Price is what you pay. Value is what you get.
Warren Buffett

And as a friend of mine said to me years ago when I was deciding which computer to purchase for my business

When you buy quality, you get value.

Now you might be thinking that this is a Motivational Monday blog given the quotes I’m starting with but it isn’t; I simply like quotes!

Those two above make the perfect case for why you should consider value when you sell to your customers. From their perspective it makes a normal purchase into a great purchase!

So let us look at three aspects of value when you are selling.

Give them more than they expect

This doesn’t have to be a physical item. Indeed I’m not a big fan of the word ‘free’ when it comes to sales. At least in terms of ‘free items’ or ‘free services’. You have to think like a commercial business person when you sell and giving stuff away isn’t the wisest of business decisions.

So what can you do instead? Well how about deliver times?

What can you do to make items arrive faster or to provide services faster? Can you extend longer after care times or spend longer with a client showing them how to use their new purchase than you would normally?

Or how about adding in some more knowledge and advice?

Take a recent example; a client of mine who is a recruiter won a retained contract with a client. Whilst preparing for the pitch we naturally did research on the prospect which included reviewing his LinkedIn profile and that of his colleagues.

There were a couple of minor errors on a few of the profiles so my client, after winning the business, took the time to email each of the individuals with errors on their profiles and pointed them out in a constructive manner. The purchasing contact was very appreciative.

The above recruiter has added value to his relationship with his client in a very simple way.

Keep in touch after the sale

It is the job of a sales person to sell things. That’s a fact. But it can be a rather cold fact sometimes especially if you have spent considerable time winning a sale only to then disappear over the horizon before the ink has dried on the contract!

Sales people tell me constantly that they never do this but I constantly catch them doing it!

Ensure that you speak with clients after the sale. Ask their opinion about the product or service. Genuinely show interest in their experiences and also their continued situations. Yes you might have account management teams but you were the one the client had the relationship with and it adds value if you show your face again after purchase!

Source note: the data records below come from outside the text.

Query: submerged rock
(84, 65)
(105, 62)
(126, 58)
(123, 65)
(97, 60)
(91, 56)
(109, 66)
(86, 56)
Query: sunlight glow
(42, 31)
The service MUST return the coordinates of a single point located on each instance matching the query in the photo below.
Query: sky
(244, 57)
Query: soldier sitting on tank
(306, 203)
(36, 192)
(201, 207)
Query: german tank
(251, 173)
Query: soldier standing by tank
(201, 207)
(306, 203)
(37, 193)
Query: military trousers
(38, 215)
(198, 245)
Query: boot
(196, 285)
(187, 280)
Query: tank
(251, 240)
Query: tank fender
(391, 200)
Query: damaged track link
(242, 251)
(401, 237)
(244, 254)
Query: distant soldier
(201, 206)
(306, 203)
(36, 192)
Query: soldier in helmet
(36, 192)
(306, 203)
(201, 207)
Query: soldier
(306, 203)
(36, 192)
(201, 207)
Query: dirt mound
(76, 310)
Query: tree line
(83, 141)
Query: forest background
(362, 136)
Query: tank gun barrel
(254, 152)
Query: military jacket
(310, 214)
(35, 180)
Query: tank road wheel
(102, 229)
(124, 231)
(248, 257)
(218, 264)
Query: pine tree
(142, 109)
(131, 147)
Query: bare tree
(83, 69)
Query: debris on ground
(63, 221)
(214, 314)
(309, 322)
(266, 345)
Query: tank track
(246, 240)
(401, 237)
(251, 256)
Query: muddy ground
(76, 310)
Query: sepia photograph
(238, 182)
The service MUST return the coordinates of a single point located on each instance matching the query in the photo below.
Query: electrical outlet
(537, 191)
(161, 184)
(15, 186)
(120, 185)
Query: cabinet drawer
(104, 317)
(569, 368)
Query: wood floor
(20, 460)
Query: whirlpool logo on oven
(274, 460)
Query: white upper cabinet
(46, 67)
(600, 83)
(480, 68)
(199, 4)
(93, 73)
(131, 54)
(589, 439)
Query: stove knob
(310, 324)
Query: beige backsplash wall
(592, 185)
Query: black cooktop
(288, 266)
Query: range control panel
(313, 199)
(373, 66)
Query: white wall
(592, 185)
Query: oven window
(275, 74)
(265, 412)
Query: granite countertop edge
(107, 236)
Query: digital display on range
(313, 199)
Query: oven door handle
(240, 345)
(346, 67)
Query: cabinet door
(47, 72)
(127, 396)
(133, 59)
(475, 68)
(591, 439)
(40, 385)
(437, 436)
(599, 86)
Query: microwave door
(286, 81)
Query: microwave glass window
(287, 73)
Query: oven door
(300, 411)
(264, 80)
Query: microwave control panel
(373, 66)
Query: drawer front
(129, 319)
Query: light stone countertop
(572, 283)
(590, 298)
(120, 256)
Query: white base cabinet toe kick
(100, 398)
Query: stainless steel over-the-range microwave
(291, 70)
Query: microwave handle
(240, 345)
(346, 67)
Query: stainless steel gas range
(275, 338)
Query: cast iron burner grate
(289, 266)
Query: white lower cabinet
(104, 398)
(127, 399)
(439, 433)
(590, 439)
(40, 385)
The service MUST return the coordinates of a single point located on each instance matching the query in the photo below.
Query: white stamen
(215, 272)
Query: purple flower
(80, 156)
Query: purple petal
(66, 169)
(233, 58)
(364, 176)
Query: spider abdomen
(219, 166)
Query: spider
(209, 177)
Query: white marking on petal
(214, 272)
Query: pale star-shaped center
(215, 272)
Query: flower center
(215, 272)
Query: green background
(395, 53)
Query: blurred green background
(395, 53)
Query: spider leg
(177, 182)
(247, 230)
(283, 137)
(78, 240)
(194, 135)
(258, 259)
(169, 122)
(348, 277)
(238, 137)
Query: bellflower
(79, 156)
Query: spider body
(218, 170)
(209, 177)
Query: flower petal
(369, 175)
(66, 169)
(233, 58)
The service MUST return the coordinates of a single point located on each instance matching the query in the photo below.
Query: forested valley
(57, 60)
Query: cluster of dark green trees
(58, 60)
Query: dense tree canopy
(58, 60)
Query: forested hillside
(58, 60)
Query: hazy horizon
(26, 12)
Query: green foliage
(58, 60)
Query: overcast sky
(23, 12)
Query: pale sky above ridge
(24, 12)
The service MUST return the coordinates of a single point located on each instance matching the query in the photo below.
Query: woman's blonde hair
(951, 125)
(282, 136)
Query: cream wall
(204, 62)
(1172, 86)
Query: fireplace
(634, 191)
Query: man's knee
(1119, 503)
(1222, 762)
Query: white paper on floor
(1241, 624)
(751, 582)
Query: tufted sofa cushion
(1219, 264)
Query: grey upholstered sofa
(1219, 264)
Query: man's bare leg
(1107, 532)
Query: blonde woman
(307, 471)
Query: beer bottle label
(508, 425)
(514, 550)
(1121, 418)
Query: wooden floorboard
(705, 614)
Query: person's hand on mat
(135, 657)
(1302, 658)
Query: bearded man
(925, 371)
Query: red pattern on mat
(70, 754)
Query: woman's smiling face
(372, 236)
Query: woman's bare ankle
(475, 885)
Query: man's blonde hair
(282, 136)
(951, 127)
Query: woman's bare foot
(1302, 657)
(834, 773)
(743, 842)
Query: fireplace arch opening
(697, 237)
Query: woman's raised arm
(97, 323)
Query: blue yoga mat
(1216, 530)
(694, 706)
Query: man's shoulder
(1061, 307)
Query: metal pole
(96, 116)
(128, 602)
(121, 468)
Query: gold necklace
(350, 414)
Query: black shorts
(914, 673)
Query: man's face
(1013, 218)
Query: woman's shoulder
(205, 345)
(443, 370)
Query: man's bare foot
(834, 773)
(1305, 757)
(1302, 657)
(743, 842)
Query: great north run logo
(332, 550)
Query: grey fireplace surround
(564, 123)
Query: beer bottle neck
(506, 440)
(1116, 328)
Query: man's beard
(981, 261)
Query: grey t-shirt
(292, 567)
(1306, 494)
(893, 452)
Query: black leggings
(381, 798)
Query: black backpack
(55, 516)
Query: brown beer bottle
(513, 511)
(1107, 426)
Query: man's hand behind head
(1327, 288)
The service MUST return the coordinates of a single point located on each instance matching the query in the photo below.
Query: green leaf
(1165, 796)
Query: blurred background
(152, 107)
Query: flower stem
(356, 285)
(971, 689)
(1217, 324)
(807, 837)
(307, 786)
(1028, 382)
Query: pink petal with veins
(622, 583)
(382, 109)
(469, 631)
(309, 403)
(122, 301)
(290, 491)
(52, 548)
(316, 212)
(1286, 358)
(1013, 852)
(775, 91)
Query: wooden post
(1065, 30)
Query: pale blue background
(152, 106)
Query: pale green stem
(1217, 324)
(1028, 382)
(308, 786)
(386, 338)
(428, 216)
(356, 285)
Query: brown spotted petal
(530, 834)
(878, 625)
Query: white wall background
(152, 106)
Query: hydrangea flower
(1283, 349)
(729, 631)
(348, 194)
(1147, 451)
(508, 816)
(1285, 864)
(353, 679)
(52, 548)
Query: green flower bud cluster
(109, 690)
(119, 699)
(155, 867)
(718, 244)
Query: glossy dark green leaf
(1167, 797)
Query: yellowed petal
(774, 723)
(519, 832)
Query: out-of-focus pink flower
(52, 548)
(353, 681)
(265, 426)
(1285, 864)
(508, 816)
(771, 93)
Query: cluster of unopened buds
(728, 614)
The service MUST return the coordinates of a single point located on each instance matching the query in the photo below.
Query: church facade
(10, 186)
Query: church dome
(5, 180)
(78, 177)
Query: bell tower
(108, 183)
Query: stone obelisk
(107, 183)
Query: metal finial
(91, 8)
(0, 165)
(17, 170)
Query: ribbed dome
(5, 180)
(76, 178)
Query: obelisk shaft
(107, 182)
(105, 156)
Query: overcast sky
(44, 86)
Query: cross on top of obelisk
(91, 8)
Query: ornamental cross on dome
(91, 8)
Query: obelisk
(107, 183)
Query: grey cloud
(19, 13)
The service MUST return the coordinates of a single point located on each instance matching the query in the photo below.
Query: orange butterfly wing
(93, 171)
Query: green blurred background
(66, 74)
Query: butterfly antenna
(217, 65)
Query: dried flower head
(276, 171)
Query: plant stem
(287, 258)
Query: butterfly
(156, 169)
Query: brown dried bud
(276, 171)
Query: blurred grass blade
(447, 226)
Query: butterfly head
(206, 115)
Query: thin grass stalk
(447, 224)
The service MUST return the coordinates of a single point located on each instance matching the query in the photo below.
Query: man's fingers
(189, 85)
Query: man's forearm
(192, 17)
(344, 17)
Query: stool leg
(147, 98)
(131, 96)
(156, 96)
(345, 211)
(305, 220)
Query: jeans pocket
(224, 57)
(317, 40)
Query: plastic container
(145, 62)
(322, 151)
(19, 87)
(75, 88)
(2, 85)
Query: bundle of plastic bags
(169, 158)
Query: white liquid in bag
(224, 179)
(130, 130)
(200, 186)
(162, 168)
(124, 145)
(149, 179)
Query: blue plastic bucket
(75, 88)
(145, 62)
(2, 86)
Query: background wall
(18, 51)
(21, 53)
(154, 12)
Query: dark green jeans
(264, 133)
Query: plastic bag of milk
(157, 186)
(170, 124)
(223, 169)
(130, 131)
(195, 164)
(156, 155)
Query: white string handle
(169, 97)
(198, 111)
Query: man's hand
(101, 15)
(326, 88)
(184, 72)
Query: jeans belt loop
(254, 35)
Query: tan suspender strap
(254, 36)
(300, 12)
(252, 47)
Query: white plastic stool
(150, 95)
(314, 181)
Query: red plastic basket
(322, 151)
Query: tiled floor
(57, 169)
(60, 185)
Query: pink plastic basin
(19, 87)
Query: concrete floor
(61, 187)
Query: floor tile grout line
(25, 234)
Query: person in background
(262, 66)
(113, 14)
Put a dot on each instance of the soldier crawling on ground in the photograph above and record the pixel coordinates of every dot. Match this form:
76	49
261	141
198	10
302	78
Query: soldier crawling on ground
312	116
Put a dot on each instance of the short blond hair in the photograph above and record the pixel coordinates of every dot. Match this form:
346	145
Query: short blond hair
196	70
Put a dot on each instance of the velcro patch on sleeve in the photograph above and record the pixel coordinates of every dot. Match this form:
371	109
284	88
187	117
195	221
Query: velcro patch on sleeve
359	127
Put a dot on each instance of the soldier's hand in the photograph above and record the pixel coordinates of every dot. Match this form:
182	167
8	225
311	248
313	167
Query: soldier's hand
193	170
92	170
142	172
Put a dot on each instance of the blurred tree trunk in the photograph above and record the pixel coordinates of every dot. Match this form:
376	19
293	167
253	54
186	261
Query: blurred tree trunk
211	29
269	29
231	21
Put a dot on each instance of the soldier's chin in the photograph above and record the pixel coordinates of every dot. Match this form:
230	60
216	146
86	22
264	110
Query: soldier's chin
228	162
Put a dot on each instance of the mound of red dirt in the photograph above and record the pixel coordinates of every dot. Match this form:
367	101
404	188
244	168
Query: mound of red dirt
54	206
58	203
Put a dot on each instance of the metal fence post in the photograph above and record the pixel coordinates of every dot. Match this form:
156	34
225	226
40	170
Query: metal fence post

Tell them when not to buy A.K.A. Give them proper advice

This can be a tough one for new sales people…actually it can be tough for all sales people! Sometimes the truth of the matter is that your top product is not the best solution for your clients. At times like that you add more value to the long-term relationship with the client if you tell them the truth and sell them a cheaper but better fitting solution or product.

By giving clients genuine real advice at this stage you have a much larger chance of cultivating that client into a long-term purchaser.

This can also happen when a sales person is trying to get a sale at an earlier time than the client wants or needs. Sometimes their time-scale is the one to work to.

The really hard decision is of course if none of your products or services truly fit what they want –  the truth is that your clients will respect you a lot more if you make things clear. And also sometimes that prospect is just not right for you. Ideally that mismatch is identified early on but when it becomes clear then I think it should be admitted to.

Perhaps that’s one of those moments when you present the facts and let the client truly decide for themselves.


There are lots of ways of adding value during the sales process and I’ll return to this topic in future sales blogs. For now I’d suggest you consider which client you recently sold to and have you stayed in touch and added some value to the relationship?